When both athletes are in top form they accelerate faster, reach a higher top speed (although Fraser-Pryce did not have the highest top speed in her championship race in Berlin in 2009), and slow down slower then their competitors. In Bolt's case, when he is in top form he accelerates faster, and hits such a high top speed so close to the finish line, that the margin of deceleration is very small.

The elite women face a more difficult physical challenge than the men, however.

As the women are not capable of accelerating over as long a distance as the men, the point at which the women enter the zone of speed endurance is farther from the finish line. Case in point is Fraser-Pryce's Berlin Championship performance of 10.73. Countrywomen Kerron Stewart hit a higher top speed in the race; however, Stewart finished 2nd (albeit with a personal best) in 10.75.

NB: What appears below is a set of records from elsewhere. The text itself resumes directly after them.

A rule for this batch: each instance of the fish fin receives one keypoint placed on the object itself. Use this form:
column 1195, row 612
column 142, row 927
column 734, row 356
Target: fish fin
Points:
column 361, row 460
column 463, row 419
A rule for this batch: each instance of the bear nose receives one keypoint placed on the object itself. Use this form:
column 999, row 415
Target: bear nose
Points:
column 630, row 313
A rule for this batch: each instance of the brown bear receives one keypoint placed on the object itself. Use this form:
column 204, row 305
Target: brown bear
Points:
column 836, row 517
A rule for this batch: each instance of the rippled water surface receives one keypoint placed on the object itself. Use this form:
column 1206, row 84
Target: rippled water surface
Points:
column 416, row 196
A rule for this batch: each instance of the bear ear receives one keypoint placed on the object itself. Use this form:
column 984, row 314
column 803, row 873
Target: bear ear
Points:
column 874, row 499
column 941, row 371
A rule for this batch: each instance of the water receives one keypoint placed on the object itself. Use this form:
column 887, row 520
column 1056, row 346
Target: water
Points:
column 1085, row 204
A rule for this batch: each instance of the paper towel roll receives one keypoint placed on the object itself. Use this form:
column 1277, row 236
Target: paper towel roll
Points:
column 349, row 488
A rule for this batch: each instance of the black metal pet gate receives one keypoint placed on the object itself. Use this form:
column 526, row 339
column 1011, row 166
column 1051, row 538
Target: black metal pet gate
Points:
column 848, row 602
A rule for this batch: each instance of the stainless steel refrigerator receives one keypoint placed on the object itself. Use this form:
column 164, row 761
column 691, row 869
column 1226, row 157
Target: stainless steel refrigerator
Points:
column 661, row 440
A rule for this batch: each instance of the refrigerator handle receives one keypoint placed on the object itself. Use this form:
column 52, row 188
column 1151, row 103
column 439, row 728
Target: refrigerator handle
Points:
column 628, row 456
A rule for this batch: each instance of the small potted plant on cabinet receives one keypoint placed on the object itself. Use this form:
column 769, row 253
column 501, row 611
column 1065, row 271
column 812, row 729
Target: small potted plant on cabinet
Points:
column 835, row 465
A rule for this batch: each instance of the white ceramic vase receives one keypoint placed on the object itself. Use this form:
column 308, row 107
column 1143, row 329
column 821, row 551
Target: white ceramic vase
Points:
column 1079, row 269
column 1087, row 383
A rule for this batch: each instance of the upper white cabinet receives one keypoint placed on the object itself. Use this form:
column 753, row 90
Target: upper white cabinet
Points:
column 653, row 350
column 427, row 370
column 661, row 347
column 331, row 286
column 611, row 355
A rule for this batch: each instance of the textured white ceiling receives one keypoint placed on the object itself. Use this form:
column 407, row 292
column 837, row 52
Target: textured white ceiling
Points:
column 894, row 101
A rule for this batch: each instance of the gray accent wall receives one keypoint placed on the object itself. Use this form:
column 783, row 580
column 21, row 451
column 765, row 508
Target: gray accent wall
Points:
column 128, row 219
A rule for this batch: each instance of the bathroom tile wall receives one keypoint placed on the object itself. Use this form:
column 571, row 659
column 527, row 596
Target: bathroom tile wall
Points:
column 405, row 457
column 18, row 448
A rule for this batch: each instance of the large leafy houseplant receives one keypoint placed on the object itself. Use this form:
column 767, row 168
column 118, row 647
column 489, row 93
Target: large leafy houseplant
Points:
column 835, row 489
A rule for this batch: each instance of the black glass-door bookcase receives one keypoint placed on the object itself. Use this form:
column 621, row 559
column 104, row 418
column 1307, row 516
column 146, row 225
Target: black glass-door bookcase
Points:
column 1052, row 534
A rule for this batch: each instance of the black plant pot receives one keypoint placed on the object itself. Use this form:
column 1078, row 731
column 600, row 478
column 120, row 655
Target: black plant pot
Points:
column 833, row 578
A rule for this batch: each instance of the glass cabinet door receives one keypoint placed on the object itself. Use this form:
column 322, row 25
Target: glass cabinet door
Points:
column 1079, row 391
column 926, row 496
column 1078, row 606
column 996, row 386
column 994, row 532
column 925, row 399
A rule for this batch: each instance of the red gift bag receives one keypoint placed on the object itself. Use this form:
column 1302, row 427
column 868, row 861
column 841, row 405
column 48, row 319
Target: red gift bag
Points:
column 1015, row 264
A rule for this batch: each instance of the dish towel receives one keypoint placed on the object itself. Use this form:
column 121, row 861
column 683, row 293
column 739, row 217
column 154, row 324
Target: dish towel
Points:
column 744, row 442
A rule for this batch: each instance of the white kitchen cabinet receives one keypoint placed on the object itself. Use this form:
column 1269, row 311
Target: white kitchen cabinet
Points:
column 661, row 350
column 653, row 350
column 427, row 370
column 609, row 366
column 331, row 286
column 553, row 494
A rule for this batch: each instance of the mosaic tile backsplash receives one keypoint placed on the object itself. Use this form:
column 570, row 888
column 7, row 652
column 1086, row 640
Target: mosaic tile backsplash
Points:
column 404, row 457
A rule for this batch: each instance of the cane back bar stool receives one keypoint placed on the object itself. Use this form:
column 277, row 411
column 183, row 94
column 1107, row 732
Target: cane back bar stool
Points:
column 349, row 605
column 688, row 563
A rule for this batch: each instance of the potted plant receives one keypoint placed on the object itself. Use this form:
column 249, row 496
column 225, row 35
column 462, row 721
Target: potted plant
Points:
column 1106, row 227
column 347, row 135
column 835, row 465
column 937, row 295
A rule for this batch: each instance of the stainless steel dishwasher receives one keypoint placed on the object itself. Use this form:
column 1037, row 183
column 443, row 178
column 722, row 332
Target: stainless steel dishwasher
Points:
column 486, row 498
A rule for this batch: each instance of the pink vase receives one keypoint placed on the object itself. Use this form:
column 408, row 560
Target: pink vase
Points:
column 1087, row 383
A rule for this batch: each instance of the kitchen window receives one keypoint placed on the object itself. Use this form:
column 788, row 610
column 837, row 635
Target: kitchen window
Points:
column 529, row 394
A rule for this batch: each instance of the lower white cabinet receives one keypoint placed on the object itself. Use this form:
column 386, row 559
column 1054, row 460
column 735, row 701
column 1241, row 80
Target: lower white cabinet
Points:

Someone might ask: how can a 100m sprinter hit a higher top speed and not win the race? The answer lies in the other considerations: reaction time/start, acceleration, and speed endurance. In the case of that specific race, the only reason why Fraser-Pryce defeated Stewart is because she had a faster reaction time and her initial acceleration to 40m was faster.

Fraser-Pryce had a reaction time of .146 and Stewart's reaction time was .170. Other than that, Stewart had faster splits from 40-60m, 60-80m, and 80-100m. So in this case, Stewart's top speed and speed endurance where superior to Fraser-Pryce; however, it was to no avail as the race was lost at the start.

This poses interesting implications on the training and should clarify how important it is for a 100m sprinter to put together the perfect race in order to secure victory.

As the imminent start of the senior outdoor track season is upon us, maybe you'll look at the 100m event from a different perspective.